2016 Certificate: 12

Synopsis

After getting married in Washington DC, unassuming working man Richard Loving (Joel Edgerton), who's white, and his bride Mildred (Oscar nominee Ruth Negga), who's black, return to their home state of Virginia to be with their families. But with interracial marriage outlawed in the state, the couple find themselves jailed and then banished from everything they hold dear. But after years in exile, they decide to take their case to the Supreme Court. Two admirably understated performances and direction to match from Jeff Nichols (Mud, Midnight Special) make this a splendidly clear-eyed account of a civil rights case that changed American history.

Director

  • Jeff Nichols

Cast

  • Ruth Negga

  • Joel Edgerton

  • Will Dalton

  • Bill Camp

  • Michael Shannon

  • Marton Csokas

  • Christopher Mann

Review

As the walls of President Trump's America begin to go up, the timing couldn't be better for a history lesson that proves the country does have form when it comes to consigning its less sensible laws to the constitutional dustbin.

This is the story of Richard Loving (Edgerton) and his sweetheart Mildred (Negga), whose only dream was to get married, have babies and live peacefully ever after. Unfortunately, for a white man and a black woman living in 1958 Virginia, that was pure fairytale.

Nevertheless, after a perfectly legal wedding in Washington DC, the pair thought it would be fine to return home as long as they kept a low profile. Following a police raid in the middle of the night, the local sheriff (Marton Csokas) soon puts them straight.

Hauled before a district judge, the Lovings are given a choice: dissolve the marriage or get out of Virginia for the next 25 years. Which is, of course, no choice at all.

However, although Washington never feels like home, their years in exile are not unbearable - builder Richard is always in work and Mildred has all she needs to raise three happy children.

Yet while they are far removed from the civil rights crusaders she sees on TV, Mildred's sense of injustice compels her to write to Bobby Kennedy. The rest is history.

Which is not to downplay the heroic endeavours of the ACLU lawyers who took their case all the way to the Supreme Court. But writer-director Nichols is far more interested in the everyday reasons behind what they were fighting for, not how they fought for it.

The Lovings simply wanted to be left alone.
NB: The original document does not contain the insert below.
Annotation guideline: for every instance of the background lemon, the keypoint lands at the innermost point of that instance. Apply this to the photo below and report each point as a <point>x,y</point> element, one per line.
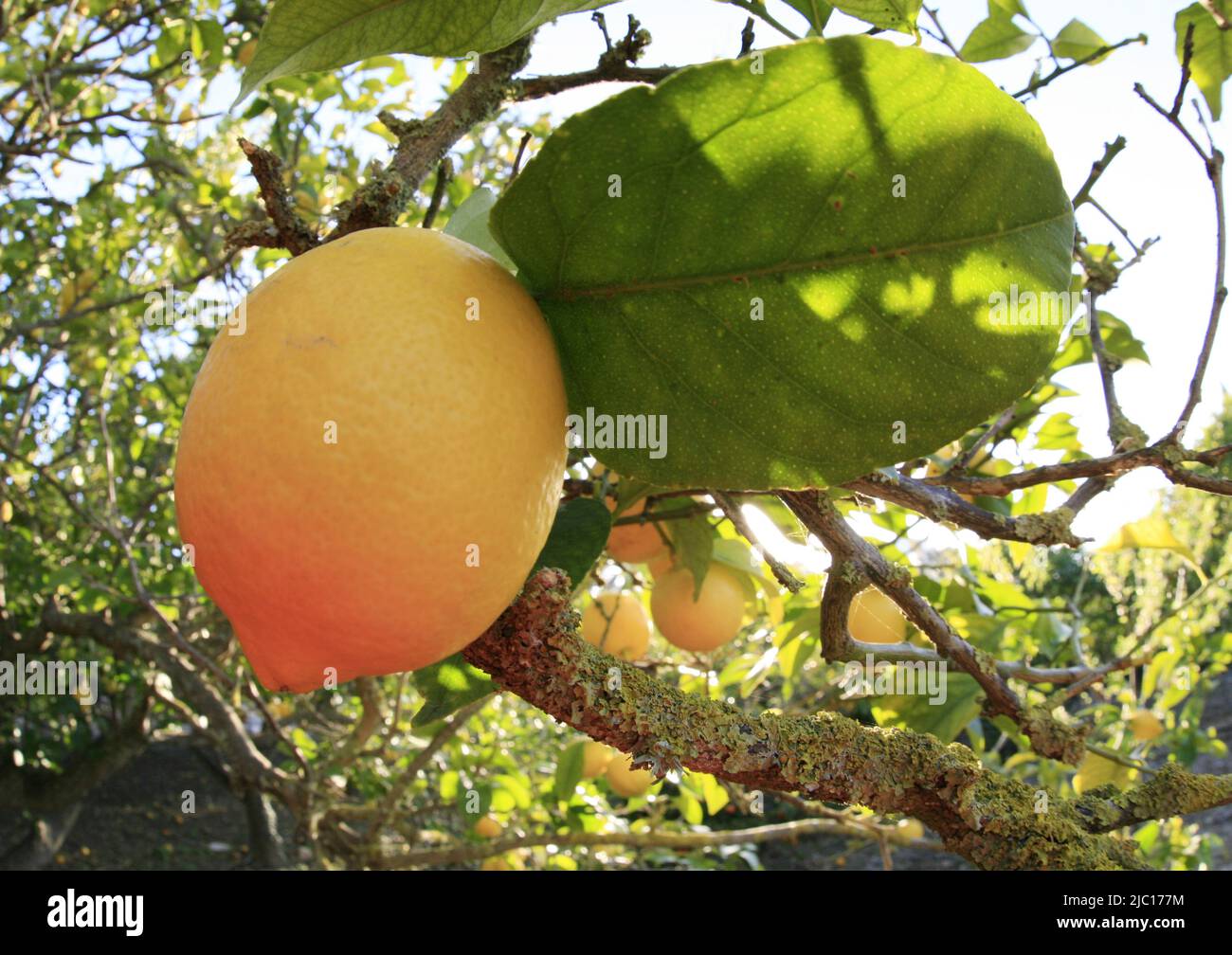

Indeed, Richard couldn't have been less keen to get involved, approaching any publicity with extreme reluctance, regardless of how much it might help their cause.

It's a rare drama that tackles such an emotive issue without ever resorting to grandstanding or histrionics. Driven by two performances of exceptional nuance and restraint, this is a story that inspires us to individually live and let live and collectively do the right thing.